Lucy’s mind was a whirl. She could hardly believe the evidence of her own body, but he was here. He’d come.

That fact alone convinced her she’d been imagining things earlier when she’d started to draw parallels between Thornecliff and The Gentle Rogue.

Thornecliff was done with her.

Meanwhile, the man of her literal dreams was standing in her bedroom, kissing her as though he wanted to consume her, and there was a part of Lucy’s dizzily spinning brain that kept whispering Not him…

But that was madness. This—this man, all broad shoulders and gruff voice and big, deft hands—was who she wanted. Who she’d always wanted, since the night he’d plucked her from a carriage accident and set her before him astride Dante, and listened to her.

The connection between Lucy and The Gentle Rogue was real , and she wished she’d had the chance to tell Thornecliff so, to dispute his accusation that she only wanted a fantasy. Lucy had been with men she didn’t know or care for in any real way; she knew what that felt like.

Her attraction to The Gentle Rogue was something else.

And regardless of that silly voice in her head pointing out that nothing quite matched up to how it had felt to kiss Thornecliff in the rain, Lucy’s body seemed to know exactly what it desired right now.

Her breasts ached to fill his palms, the tightly ruched tips throbbing for the soft, devastating pinches he’d given them before— No! That had been Thornecliff.

Dazed, Lucy broke the kiss to gasp in a breath. She felt almost faint with the force of her longing, the thrum of need in her empty core, and the frenzied hunger in all her flesh to be bare and pressed close to him.

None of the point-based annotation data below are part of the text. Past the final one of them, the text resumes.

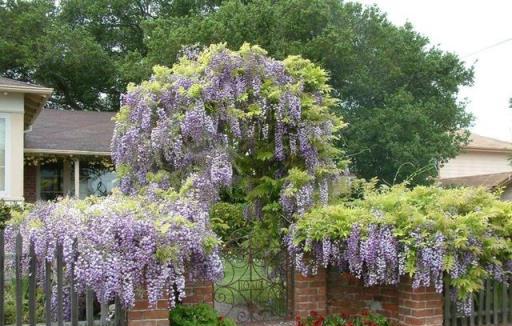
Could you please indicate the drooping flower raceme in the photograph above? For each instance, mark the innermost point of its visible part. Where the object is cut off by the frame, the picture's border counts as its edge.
(118, 244)
(430, 234)
(217, 108)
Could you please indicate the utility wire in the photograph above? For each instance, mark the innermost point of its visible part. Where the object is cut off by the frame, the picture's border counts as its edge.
(487, 48)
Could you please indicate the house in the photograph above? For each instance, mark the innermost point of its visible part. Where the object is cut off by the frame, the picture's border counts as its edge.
(483, 162)
(45, 153)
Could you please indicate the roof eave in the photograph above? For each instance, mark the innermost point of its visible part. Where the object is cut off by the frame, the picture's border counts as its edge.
(488, 150)
(28, 89)
(65, 152)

Desperate to quiet her intrusive thoughts and rid herself of Thornecliff once and for all, Lucy threw herself forward without considering anything beyond the very next moment.

Wiggling her arms up between their bodies, she unfastened the tiny seed pearl buttons at the neck of her night rail and whipped it over her head with a flourish.

It wasn’t until she stood naked in front of him while he remained fully clothed that she thought to wonder how it would feel.